UV cut-off of the Standard Model and proton decays

TL;DR

This paper explores how higher-dimensional operators in the Standard Model, possibly from a composite Higgs scenario, can explain proton stability, neutrino masses, and predict observable proton decay events in future experiments.

Contribution

It proposes a framework where higher-dimensional operators at a high scale explain proton stability, neutrino masses, and predicts observable proton decay signatures.

Findings

Proton lifetime is consistent with Super-Kamiokande observations.

Neutrino masses are explained by dimension-five operators at ~10^{11} GeV.

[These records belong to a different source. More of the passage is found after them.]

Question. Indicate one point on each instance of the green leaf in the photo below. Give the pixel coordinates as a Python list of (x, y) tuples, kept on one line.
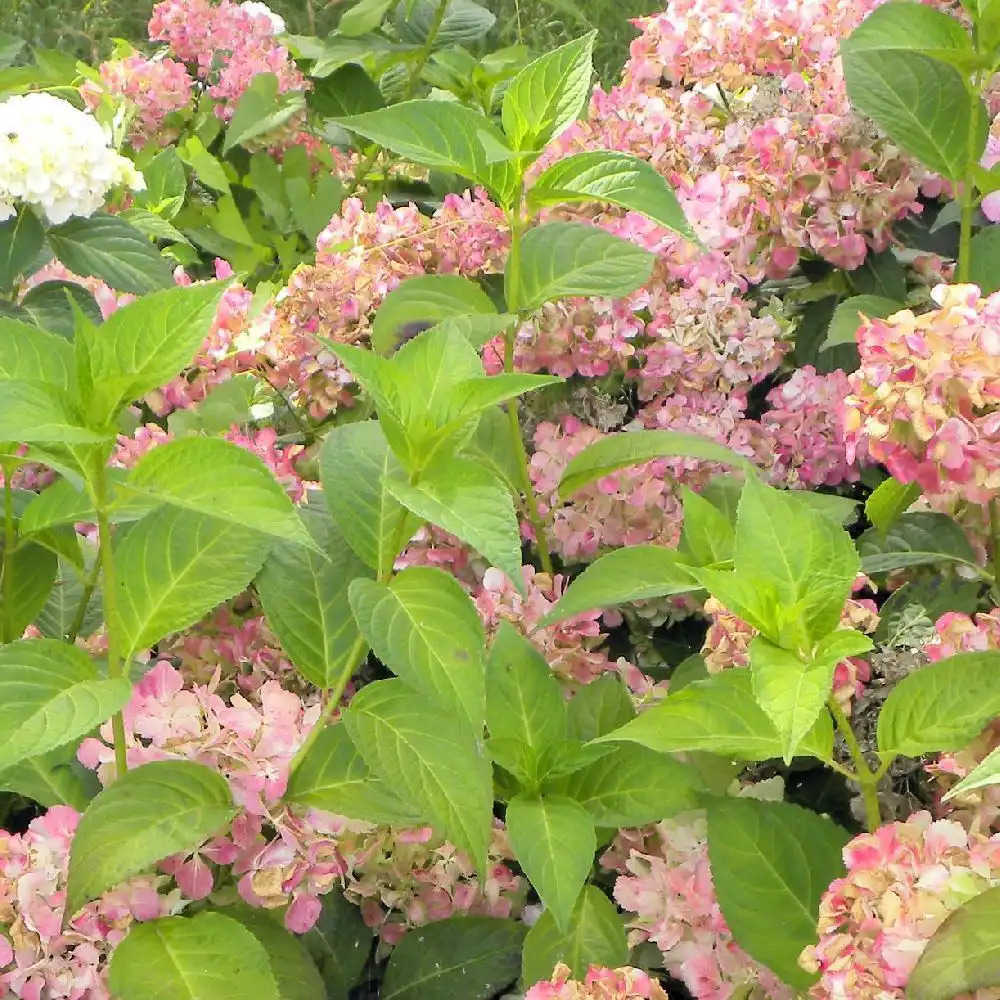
[(21, 241), (616, 179), (598, 708), (304, 596), (549, 94), (32, 570), (38, 413), (941, 706), (596, 936), (778, 859), (984, 253), (562, 259), (914, 27), (292, 967), (52, 779), (720, 716), (356, 464), (144, 345), (634, 573), (846, 320), (791, 691), (149, 813), (429, 758), (708, 536), (106, 247), (205, 957), (627, 448), (632, 785), (809, 562), (924, 105), (963, 955), (426, 630), (468, 957), (523, 699), (50, 306), (50, 694), (261, 109), (30, 354), (463, 22), (426, 298), (436, 134), (339, 943), (923, 538), (888, 502), (362, 17), (471, 503), (173, 567), (215, 477), (554, 841), (334, 777)]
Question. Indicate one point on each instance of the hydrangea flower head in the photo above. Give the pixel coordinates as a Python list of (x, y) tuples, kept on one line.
[(57, 159)]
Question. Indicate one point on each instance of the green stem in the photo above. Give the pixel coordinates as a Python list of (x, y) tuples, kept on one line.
[(513, 288), (9, 543), (865, 777), (109, 593)]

Future Hyper-Kamiokande experiments should observe multiple proton decay events.

Abstract

Non-observation of proton decays as well as the smallness of the neutrino masses can naturally be explained by the accidental baryon and lepton number symmetry in the Standard Model, where the approximate symmetries are a consequence of the absence of the baryon or lepton number violating operators at the renormalizable level. The neutrino masses at sub-eV scales can be explained by the presence of the dimension-five, $\ell\ell HH/\Lambda$, term in the Lagrangian, suggesting that a more fundamental theory takes over beyond the energy scale $\Lambda$. We consider the possibility that the theory above the scale $\Lambda$ generates general higher dimensional operators with the flavor structure implied by the Yukawa interactions in the Standard Model. Such a set-up can be realized, for example, in the composite Higgs scenario with partial compositeness of fermions. The fermion masses and the neutrino masses are explained for $\Lambda \sim 10^{11}$GeV. The lifetime of proton in this scenario is, interestingly, consistent with the observed event of the $p \to \pi^0 \mu^+$ decay at the Super-Kamiokande experiment. The Hyper-Kamiokande experiments should see a large number of events soon after the data taking.